Однако в конце мая у матери после долгих недель, когда она ничего не понимала, наступило недолгое просветление, опасный момент полной ясности сознания. Ли, спавший на втором этаже, в своей спальне, проснулся незадолго до восхода от непонятного ощущения, что что-то не так. Он приподнялся на локтях и стал напряженно слушать тишину. Времени было без минут пять, небо за окном начинало светлеть. Окно было чуть приоткрыто, и до него доносились запахи зеленой травы и набухших почек. Проникавший в комнату воздух был теплым и влажным. Если уж в такое время тепло, днем будет настоящее пекло, особенно в комнате для гостей, где, словно в духовке, он жарил эту старуху. В конце концов он услышал снизу негромкий стук, а затем еще какие-то звуки, словно кто-то царапает ботинками пластиковую циновку.
Ли встал и прошел на первый этаж, чтобы проверить мать. Он думал застать ее спящей и, может быть, бессмысленно глядящей в потолок и уже никак не ожидал увидеть ее, перекатившейся на левый бок и тянущей иссохшую клешню к телефону. Она сбила трубку с рычага, и та висела на спирали из бежевого провода. Мать собрала часть провода в руку, стараясь подтянуть к себе трубку, и теперь та раскачивалась в воздухе, задевая пол и время от времени стукаясь о ночной столик.
Увидев Ли, мать перестала пытаться подтащить трубку. Ее измученное, с запавшими щеками лицо было спокойным, почти выжидающим. Когда-то у нее были роскошные, чуть рыжеватые волосы, локоны, которые спадали на плечи. Волосы Фарры Фосетт. Впрочем, теперь она сильно облысела, на черепе, усеянном коричневыми пятнами, лежали тусклые серебряные пряди.
— Мама, что ты делаешь? — спросил Ли.
— Хочу позвонить.
— Кому ты будешь звонить?
Ли сразу же отметил ясность ее голоса и понял, что она каким-то невозможным образом на время выплыла из глубин своего безумия.
Мать бросила на него долгий недоуменный взгляд и спросила:
— Кто ты такой?
Во всяком случае — частично выплыла.
— Ли. Разве ты меня не знаешь?
— Ты не Ли. Ли там, ходит по забору. Я сказала ему этого не делать. Я сказала, что он заплатит за это дьяволу, но Ли не может себя сдержать.

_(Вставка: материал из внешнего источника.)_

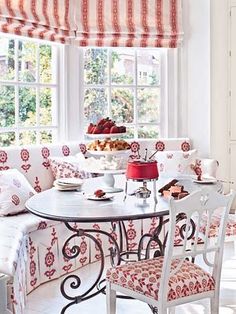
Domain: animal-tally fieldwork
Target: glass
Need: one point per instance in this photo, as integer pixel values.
(27, 52)
(148, 131)
(7, 139)
(27, 106)
(47, 106)
(148, 105)
(148, 67)
(7, 59)
(96, 66)
(45, 137)
(27, 137)
(122, 66)
(7, 106)
(95, 104)
(122, 105)
(46, 54)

Ли пересек комнату и вернул трубку на рычаг. Что за идиотская беспечность — оставить рядом с матерью работающий телефон, каким бы там ни было ее состояние. Когда он наклонился, чтобы вытащить телефонный провод из розетки, мать протянула руку и схватила его за запястье. Ли едва не закричал, так поразила его яростная сила ее иссохших скрюченных пальцев.
— Я все равно умру, — сказала мать. — Зачем тебе мои страдания? Почему ты не можешь просто отойти в сторонку и дать неизбежному произойти?